现在亲戚这么多的时候,的确没有道理安排他们分开睡。安珀在不熟悉的外人面前,又是极为沉,大概也找不到什么合适的理由拒绝,更何况这间房子里就只有一床被子。
西维倒并不介意安珀跟她一起睡在床上——毕竟她也没有权利要求别人睡在地板上,没有被子那么过一夜。
至于抱在一起……大概是她睡觉的时候迷迷糊糊的滚了过去。
西维知道自己的睡姿有时候不大好,不过……睡觉的时候谁有办法控制住自己啊!?
这么一想,眼下这个场景倒也没有什么值得大惊小怪的地方。
她理顺了思绪之后,便有些无奈的叹了口气,试着撑起身子和安珀分开。西维的动作已经算的上是很轻的了,安珀却极为敏感,很快就跟着醒了过来。
两个人在床上大眼瞪小眼的望了一会儿后,安珀面无表情的将横在她腰上的手收了回去。
只是他虽然表情沉静,心里却翻江倒海的忐忑期盼着什么——她……会怎么说呢?会和以前,有什么不一样吗?
然而西维只是顿了一下后,就翻身下了床,她站在床边抬手整了整长发,皱着眉头看着他,极为不解风情的问道,“……算我占你便宜吗?”
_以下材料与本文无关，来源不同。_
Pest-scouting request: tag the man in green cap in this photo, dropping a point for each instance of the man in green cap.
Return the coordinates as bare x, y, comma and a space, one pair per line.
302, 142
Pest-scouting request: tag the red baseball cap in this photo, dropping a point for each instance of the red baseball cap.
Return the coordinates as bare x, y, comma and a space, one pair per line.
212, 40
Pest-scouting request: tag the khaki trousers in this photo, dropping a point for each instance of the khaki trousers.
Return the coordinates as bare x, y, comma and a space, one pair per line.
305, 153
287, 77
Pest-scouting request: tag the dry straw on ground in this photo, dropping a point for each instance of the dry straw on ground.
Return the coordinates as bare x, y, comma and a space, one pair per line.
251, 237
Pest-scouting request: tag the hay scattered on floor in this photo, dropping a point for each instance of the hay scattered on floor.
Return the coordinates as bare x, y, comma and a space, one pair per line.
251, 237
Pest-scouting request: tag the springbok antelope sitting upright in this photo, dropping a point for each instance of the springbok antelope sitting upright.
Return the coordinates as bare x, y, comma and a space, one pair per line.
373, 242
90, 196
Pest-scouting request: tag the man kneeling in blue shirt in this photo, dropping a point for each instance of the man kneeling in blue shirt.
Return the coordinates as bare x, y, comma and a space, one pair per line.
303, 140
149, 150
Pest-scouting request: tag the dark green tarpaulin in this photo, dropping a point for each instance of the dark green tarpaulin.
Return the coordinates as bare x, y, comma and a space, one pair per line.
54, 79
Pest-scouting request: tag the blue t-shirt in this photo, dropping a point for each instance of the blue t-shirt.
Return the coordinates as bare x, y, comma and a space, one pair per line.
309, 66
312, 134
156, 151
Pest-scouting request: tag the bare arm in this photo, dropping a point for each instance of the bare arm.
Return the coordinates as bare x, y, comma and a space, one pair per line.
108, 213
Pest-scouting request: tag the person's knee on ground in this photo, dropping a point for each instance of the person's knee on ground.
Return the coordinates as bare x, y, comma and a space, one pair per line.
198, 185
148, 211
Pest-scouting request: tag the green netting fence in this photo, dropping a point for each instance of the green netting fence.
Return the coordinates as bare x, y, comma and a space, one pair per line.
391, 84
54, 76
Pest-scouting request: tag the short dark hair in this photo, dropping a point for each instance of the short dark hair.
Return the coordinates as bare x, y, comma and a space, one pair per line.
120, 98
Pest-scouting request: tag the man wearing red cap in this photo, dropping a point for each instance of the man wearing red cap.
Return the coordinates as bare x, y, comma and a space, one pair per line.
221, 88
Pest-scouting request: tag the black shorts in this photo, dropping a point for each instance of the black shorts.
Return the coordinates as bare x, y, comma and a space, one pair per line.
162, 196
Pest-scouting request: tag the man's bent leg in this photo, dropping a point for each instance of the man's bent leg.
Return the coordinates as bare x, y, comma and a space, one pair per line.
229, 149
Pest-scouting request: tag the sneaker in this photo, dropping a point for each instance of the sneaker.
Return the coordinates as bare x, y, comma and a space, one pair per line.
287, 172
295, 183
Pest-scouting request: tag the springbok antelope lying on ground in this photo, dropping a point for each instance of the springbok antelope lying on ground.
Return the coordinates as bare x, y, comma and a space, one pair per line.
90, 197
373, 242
按照西维的逻辑划分,安珀算是男人,男人应该不会介意这种事情,然而他又是个l比较吃亏——西维是不大介意,但她不知道安珀介不介意这个。
安珀没想到她的第一句话居然会是这个,他抿紧了嘴唇,忍不住气恼的咬了咬牙,“不算。”
西维见他一大早就神色不虞,看起来心情不大好的样子,便试着语气轻松的活跃活跃气氛,“抱歉,我的睡姿一直都不大好——以前跟顾惜睡的时候,有时候明明是两床被子,一睁眼却也能发现我不知道怎么回事,翻到她的被子里像个八爪章鱼一样抱着她。”
然而听她这么说,安珀的心情瞬间就更糟糕了。
——因为西维完全,什么都没有意识到。
不管是睡在一起,又或者是那么亲密的抱着醒来,对她来说,好像都没有什么特别。
这个……安珀忍不住的想,是哪里缺根弦吗!?
可是当初在监狱里的时候,她选择了更好看的弥亚,不是说明了她对于o其实并不是毫无倾向的吗?!
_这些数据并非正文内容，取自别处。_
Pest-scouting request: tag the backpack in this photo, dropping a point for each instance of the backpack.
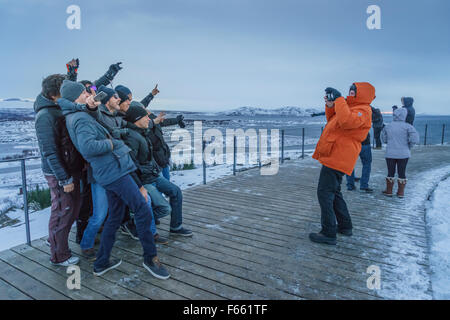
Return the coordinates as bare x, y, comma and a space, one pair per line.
71, 159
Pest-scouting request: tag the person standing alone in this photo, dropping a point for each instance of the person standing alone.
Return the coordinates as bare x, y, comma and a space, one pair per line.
348, 123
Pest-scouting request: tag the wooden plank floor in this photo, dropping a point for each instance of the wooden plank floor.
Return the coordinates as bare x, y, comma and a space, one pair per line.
251, 242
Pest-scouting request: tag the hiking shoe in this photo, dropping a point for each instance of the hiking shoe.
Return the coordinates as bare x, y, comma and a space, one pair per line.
69, 262
129, 228
111, 265
181, 232
321, 238
160, 240
156, 269
346, 232
89, 254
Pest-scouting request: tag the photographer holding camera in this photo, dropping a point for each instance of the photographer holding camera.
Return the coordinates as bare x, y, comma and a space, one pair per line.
349, 122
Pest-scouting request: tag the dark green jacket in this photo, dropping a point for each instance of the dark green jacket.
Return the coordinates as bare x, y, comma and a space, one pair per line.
47, 125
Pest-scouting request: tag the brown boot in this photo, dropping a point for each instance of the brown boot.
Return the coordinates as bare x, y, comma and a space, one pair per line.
401, 188
389, 186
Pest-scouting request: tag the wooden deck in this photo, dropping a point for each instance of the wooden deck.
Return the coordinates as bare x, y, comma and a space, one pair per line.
251, 242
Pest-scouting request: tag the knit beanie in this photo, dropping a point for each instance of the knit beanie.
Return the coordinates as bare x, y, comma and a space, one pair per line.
71, 90
135, 112
109, 93
123, 92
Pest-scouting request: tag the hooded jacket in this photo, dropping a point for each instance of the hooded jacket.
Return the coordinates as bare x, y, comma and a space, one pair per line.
47, 125
109, 158
399, 136
408, 105
142, 154
348, 124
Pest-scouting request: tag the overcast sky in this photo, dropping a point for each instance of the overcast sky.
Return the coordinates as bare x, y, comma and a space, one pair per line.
212, 55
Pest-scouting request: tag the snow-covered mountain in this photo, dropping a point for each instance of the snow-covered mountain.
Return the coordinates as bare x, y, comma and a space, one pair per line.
284, 111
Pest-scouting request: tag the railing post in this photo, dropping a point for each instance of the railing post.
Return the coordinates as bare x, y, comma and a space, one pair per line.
203, 159
303, 143
234, 155
25, 201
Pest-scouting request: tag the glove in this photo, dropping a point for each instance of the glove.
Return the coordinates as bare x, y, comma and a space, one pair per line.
180, 121
112, 71
332, 94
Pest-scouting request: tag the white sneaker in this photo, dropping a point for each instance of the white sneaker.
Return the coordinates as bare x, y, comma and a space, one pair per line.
69, 262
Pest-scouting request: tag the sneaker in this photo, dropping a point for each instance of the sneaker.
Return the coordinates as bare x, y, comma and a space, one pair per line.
346, 232
156, 269
69, 262
181, 232
111, 265
129, 228
321, 238
89, 254
160, 240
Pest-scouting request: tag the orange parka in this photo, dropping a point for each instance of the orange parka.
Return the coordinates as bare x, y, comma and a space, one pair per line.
348, 124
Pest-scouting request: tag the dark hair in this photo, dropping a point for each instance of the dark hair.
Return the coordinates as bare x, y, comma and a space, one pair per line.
85, 82
51, 85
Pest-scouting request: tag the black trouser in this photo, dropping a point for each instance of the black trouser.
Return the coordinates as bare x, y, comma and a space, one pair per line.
332, 204
377, 133
86, 199
399, 164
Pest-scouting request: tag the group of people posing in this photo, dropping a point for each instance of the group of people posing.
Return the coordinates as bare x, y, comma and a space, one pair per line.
344, 138
107, 166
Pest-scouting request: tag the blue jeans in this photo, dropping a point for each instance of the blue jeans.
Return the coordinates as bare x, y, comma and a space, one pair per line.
161, 208
366, 159
166, 172
175, 197
99, 212
122, 193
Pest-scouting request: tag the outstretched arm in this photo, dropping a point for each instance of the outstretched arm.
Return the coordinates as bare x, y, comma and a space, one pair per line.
109, 75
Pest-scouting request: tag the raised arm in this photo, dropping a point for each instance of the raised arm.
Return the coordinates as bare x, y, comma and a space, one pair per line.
109, 75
他剪掉了刘海之后,长相哪里比弥亚差了?还说是,她就是更喜欢金发蓝眼的o?!
安珀心情不好,这种事情却又没有办法说出来,只能一个人闷不做声的躁动不安。
第一次动心的感觉总是让人进退失据,患得患失,变得又敏感,又软弱。
而他这样的反应落在西维的父母眼中,显然是昨夜西维没有让他高兴——起码没有是尽兴——的佐证,这么一想,再去看和顾惜聊天聊得正开心的西维,西维的妈妈就是各种不爽——你家o这么不开心,你居然一点也不放在心上?!你是破罐子破摔了吗!?这种事情不能满足人家还当做什么事都没一样,要不要脸了还?!我们家怎么会教出这么渣的!?这不是坑人家o吗!?虽然这个内向了一点,但好歹是你第一个带回来的啊!到时候这个o跑了!看你到哪里去哭!
就在西维的妈妈——那位女性气势汹汹的想拿这件事情再去劝劝西维把丁丁接上的时候,正在和顾惜说话的西维一看她的表情,就顿感不妙。
正好此时,西维的通讯端突然一阵震动,她拿出来一开,发现是奥科发来了一个紧急通讯申请。
西维还以为军部下达了什么紧急任务,但她最不怕的就是军部的任务了,相比军部的任务,应付自己的父母才更让她感到麻烦和恐惧。她便正好趁着这个电话避开她妈妈,回到房间里关上了门,确认了保密性后,才接通了通讯申请。
“西维,出事了。”还不等西维张口说话,那边就传来了奥科语气颇为沉重的声音。
“怎么了?”西维很少听见奥科如此低沉的声音,她微微一愣,语气霎时便禁不住的跟着凝重了起来,“军部下达了什么任务?”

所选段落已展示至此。